Here’s a story from a reader of The Financial Brand. We’ll call her Erica (that’s not her real name). Erica got a letter from Chase a month ago. The letter informed Erica that her home equity line of credit was arbitrarily being cut by 65% — down to $171,000 from $495,000.
Here’s what the letter said:
“With home values falling in many parts of the country, we’ve used a proven method to estimate your home’s value at $530,000. Unfortunately, this value no longer supports the full amount of your Line of Credit.”
A more honest version of the story probably goes something like this: “We were running low on capital, credit got tight, housing prices plummeted and we freaked out. Sorry. We’ve had some time to think it out, and we acted hastily. Ooops.”
The Financial Brand has confirmed that Erica’s house is easily worth at least $1 million — there’s no doubt about it. You can’t find any 5,000 square foot luxury homes in her city — in any major metropolitan market, on the water, with amazing views and a private elevator — for anything close to $530,000.
Needless to say, Erica was miffed. Even though Erica had never needed to use more than $60,000 of her home equity line and the current balance was less than $50, she liked the idea of being able to borrow half a million bucks just by writing a check.
Sure. Why not?
Erica was on the verge of shipping an official appraisal off to Chase to prove she was indeed worthy of having her line of credit reinstated. The appraisal would have put his house at around $1.4 million.
But then, all of a sudden, out of the blue, came another letter from Chase:
“We apologize for a recent letter that incorrectly reduced your home equity line of credit. Unfortunately, the valuation was not properly matched to your property. So please disregard that notification. Your line of credit limit has been reinstated to your original credit line of $495,000 and you may begin drawing against it again.”

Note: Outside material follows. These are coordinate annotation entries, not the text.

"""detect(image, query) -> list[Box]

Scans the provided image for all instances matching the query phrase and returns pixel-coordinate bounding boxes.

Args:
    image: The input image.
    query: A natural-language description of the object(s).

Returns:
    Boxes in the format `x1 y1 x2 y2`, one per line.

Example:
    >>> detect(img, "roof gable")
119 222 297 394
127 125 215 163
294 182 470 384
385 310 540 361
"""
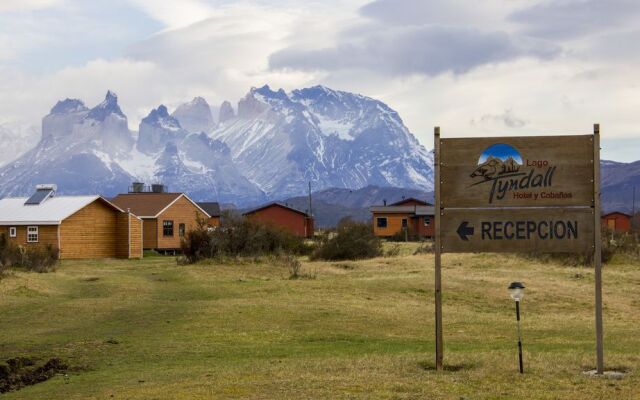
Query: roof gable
242 202 309 217
111 192 209 218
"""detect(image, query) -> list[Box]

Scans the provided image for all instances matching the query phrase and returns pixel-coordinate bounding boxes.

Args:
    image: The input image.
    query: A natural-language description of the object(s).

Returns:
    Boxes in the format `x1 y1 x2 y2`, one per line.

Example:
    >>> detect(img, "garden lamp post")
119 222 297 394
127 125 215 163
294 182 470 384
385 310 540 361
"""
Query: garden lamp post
508 282 524 374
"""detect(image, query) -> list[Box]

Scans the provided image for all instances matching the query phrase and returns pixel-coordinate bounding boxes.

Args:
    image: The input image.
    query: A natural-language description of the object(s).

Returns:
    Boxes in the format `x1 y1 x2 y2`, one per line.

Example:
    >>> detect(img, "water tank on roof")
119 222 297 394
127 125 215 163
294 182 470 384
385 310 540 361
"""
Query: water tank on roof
131 182 144 193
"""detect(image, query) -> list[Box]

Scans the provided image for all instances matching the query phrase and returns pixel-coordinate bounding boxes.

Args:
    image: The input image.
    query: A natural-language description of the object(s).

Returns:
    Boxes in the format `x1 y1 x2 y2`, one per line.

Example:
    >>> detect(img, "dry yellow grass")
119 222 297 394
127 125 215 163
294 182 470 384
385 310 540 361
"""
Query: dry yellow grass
0 248 640 399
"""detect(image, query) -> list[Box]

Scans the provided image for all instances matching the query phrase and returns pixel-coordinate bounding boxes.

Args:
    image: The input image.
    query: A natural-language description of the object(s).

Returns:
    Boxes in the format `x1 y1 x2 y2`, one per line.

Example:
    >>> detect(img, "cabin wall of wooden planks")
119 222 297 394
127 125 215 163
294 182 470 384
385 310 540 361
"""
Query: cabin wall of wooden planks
142 218 158 249
129 215 143 258
373 213 411 237
155 196 209 249
0 225 59 248
60 200 117 259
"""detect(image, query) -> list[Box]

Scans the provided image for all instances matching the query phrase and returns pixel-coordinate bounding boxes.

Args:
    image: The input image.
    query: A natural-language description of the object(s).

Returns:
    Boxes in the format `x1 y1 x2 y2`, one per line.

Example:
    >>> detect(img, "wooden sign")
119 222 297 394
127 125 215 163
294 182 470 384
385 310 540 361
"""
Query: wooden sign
440 208 594 254
440 135 594 208
434 124 604 374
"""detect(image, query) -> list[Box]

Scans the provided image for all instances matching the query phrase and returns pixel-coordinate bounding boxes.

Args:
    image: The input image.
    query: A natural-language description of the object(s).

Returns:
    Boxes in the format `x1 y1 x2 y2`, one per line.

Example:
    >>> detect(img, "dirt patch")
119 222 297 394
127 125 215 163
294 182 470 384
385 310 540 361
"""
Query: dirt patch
0 357 68 393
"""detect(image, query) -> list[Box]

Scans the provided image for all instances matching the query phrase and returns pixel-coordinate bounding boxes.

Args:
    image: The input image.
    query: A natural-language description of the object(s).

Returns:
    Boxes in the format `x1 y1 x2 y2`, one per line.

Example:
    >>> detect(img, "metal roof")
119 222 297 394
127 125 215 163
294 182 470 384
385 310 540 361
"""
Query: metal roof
0 196 122 225
370 206 435 215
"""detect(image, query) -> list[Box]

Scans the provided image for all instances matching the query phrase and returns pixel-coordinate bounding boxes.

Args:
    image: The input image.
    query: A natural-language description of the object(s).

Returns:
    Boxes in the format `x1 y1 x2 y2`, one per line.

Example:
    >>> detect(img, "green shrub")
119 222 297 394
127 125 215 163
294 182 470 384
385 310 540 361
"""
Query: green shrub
311 220 383 261
180 215 310 263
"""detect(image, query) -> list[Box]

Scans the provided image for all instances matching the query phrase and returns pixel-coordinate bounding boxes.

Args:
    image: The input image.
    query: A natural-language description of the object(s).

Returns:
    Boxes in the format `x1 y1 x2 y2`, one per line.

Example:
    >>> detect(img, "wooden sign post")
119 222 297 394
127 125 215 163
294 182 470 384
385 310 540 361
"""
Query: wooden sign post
434 125 603 373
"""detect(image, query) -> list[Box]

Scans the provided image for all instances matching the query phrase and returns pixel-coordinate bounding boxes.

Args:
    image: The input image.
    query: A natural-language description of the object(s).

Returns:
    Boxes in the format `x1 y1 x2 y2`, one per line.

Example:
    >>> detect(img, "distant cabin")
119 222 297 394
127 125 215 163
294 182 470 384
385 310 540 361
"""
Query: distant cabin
242 202 314 238
602 211 632 233
198 202 220 226
111 192 211 251
0 185 142 260
370 197 435 238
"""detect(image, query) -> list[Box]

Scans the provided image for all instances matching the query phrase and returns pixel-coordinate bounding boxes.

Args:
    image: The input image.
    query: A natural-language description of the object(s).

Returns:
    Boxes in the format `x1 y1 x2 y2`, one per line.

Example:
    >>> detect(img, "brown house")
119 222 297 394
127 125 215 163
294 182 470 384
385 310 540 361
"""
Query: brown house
602 211 631 233
242 202 314 238
111 192 211 251
371 198 435 238
198 202 220 226
0 185 142 259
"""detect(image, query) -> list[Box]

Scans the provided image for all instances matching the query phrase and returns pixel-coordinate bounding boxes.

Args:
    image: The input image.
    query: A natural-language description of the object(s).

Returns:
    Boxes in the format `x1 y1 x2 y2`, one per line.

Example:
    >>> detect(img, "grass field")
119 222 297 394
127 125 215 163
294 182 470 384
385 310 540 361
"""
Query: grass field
0 246 640 400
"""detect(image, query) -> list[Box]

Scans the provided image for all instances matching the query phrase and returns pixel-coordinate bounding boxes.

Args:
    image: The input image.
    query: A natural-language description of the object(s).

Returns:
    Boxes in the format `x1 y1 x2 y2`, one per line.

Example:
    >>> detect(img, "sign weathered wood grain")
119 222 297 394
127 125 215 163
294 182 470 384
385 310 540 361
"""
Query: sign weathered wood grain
441 208 594 253
440 135 594 208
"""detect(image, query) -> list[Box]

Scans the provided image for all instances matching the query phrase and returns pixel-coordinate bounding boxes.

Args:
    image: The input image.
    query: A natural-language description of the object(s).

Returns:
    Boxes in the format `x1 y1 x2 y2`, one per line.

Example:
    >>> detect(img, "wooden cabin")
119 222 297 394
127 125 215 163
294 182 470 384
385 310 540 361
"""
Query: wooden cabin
198 202 220 227
602 211 632 233
370 199 435 238
242 202 314 238
111 192 211 251
0 185 142 259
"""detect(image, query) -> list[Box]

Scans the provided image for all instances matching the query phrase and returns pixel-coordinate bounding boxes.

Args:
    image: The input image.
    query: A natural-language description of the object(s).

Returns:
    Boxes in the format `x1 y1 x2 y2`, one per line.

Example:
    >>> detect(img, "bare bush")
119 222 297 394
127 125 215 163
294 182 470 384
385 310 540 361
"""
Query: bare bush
0 235 59 272
181 215 310 263
311 220 383 261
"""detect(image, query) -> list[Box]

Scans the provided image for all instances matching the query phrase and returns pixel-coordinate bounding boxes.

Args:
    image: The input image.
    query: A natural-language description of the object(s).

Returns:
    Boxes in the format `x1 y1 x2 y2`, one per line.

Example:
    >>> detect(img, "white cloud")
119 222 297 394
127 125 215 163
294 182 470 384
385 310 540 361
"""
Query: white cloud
0 0 65 13
0 0 640 163
129 0 215 29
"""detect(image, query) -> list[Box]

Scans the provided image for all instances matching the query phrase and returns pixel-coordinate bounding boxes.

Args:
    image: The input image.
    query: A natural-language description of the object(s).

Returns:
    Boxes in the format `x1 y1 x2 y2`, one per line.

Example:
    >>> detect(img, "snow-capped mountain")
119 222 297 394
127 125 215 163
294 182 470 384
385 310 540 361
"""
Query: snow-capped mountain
171 97 216 133
0 122 41 167
211 86 433 196
0 86 433 205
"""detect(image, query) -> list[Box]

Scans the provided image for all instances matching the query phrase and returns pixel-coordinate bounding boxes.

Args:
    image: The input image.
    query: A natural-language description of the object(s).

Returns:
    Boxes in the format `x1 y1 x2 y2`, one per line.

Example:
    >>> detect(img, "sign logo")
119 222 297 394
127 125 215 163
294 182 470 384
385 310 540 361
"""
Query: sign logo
469 143 572 204
471 143 522 181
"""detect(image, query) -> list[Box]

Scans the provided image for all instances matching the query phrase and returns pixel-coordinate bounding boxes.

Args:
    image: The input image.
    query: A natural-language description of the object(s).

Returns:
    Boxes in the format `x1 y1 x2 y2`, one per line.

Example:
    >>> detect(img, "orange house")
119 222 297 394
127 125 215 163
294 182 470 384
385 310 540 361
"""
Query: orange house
371 198 434 238
0 185 142 260
602 211 631 233
111 192 211 251
242 202 314 238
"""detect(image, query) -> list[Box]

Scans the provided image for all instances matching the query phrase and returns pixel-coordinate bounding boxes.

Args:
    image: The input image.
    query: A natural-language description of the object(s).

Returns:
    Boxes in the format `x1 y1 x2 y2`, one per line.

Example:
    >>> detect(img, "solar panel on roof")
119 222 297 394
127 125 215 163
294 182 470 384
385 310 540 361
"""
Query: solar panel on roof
24 189 53 206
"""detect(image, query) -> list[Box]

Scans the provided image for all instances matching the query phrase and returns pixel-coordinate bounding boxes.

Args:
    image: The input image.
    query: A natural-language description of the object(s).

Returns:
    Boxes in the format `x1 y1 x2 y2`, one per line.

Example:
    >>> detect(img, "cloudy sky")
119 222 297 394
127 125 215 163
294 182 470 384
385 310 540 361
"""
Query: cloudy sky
0 0 640 161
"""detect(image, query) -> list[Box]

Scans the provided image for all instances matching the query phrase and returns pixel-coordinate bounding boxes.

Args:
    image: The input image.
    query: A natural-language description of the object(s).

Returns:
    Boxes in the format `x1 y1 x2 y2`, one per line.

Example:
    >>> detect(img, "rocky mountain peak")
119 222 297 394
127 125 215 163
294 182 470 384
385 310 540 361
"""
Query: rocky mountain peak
87 90 127 121
218 100 236 124
171 97 215 133
50 98 89 114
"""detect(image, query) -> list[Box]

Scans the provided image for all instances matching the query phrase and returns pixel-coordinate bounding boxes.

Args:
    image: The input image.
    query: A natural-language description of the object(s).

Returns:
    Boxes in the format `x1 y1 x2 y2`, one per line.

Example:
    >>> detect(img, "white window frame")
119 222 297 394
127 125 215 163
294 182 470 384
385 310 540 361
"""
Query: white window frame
27 226 40 243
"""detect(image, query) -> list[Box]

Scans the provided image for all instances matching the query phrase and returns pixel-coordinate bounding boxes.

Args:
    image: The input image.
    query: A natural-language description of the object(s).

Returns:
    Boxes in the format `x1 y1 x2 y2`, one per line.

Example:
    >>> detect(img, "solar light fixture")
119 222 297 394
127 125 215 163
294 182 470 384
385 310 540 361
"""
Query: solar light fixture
508 282 524 301
507 282 524 374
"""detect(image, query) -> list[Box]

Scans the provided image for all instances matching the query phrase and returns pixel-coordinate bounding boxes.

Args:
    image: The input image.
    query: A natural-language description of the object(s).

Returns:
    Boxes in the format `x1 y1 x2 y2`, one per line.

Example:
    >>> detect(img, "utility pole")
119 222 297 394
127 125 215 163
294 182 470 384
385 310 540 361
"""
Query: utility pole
631 186 636 228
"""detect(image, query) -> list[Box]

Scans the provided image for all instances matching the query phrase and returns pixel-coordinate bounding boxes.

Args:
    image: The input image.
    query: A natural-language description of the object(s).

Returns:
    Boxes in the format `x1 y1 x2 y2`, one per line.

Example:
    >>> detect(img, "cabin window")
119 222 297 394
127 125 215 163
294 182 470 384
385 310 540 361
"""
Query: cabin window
162 221 173 236
27 226 38 243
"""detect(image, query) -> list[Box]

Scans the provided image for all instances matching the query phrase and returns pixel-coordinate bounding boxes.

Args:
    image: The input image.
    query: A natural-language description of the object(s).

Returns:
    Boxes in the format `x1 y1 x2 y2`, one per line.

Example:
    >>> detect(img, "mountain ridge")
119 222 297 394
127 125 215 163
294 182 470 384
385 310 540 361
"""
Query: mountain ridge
0 85 433 205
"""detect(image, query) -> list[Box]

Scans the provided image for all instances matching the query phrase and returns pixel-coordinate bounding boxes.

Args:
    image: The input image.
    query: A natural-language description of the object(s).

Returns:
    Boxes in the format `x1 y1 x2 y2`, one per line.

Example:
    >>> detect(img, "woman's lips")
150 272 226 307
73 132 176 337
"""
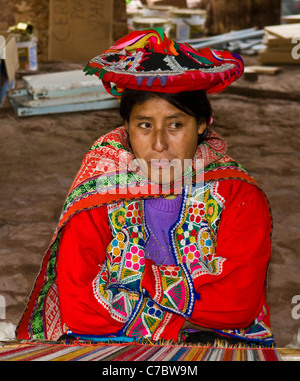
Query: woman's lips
150 159 171 169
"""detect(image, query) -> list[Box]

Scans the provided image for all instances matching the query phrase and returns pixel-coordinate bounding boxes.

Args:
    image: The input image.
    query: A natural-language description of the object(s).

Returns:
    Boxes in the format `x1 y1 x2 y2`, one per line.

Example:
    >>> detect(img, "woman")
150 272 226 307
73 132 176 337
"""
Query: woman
18 30 273 345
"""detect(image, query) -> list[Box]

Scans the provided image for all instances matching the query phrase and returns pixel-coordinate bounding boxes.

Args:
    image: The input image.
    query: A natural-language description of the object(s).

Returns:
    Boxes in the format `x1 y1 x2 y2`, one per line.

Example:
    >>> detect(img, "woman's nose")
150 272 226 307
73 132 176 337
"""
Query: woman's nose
152 130 168 152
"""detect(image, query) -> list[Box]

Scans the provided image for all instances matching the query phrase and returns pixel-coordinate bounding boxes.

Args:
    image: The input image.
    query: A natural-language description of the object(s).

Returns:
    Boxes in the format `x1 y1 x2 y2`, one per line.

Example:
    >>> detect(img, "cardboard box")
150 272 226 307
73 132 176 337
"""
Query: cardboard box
0 35 19 105
48 0 114 62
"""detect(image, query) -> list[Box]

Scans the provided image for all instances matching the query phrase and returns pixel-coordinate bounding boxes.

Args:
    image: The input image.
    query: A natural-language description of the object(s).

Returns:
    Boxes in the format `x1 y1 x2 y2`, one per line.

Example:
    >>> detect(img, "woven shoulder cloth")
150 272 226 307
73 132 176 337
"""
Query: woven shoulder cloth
17 127 256 340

In an email, Erica wondered aloud (to me, along with 40 of her friends and family), what shape Chase would be in today if they used their “proven valuation method” in other areas of their business.
Key Question: Did Chase use their “proven valuation method” when they decided to takeover WaMu?
Reality Check: Things like trust and confidence are the most delicate of brand assets. Just like with our interpersonal relationships, trust can take years to build and only seconds to lose. Often, all it takes is one bad decision and “poof!”
Observations & Reflections:
- Erica will probably never trust correspondence from Chase again.
- Word-of-mouth marketing is powerful stuff. Personal, first-hand accounts like this one — whether they are good or bad — are the kinds of brand stories people tell one another.
- It was good that Chase caught it’s own mistake, but it’s a mistake that shouldn’t have been made in the first place.
- A more honest version of the story probably goes something like this: “We were running low on capital, credit got tight, housing prices plummeted and we freaked out. Sorry. We’ve had some time to think things out more clearly, and we acted hastily. Ooops.”